This is where the particle wood analogy falls apart. IKEA creates its own goods. AI relies on the work of the industry it's destroying.
stuartjohnson12
> Generative AI is to real writing as particle board is to wood.
Incredible analogy. Saving this one to my brain's rhetorical archives.
martin-t
One law I would like to see if expected durability. Food has an expiry date and ingrediant list. Something similar should accompany all products so consumers can make an educated choice how long it's gonna last and what's gonna break
"Nice metal <thing> you have there, would be a shame if one of the critical moving parts inside was actually plastic."
jayd16
Sure it's awful but look how much you get.
jmull
> If the AI search result tells you everything you need, why would you ever visit the actual website?

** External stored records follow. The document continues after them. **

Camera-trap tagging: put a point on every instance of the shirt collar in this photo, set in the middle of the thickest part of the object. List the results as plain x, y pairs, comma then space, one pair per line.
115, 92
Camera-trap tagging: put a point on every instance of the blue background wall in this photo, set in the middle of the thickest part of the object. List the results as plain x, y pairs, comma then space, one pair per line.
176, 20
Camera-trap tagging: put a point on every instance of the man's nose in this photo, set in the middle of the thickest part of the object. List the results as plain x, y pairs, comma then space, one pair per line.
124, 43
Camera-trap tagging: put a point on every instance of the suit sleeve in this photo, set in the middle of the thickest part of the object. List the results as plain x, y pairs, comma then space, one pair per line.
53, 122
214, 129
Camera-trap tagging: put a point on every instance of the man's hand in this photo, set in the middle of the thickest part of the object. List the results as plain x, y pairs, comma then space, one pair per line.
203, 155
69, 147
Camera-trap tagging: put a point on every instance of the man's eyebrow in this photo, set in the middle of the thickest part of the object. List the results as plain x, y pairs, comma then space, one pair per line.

AI has this problem in reverse: If search gets me what I need, why would I use an AI middleman?
When it works, it successfully regurgitates the information contained in the source pages, with enough completeness, correctness, and context to be useful for my purposes… and when it doesn’t, it doesn’t.
At best it works about as well as regular search, and you don’t always get the best.
(just note: everything in AI is in the “attract users” phase. The “degrade” phase, where they switch to profits is inevitable — the valuations of AI companies make this a certainty. That is, AI search will get worse — a lot worse — as it is changed to focus on influencing how users spend their money and vote, to benefit the people controlling the AI, rather than help the users.)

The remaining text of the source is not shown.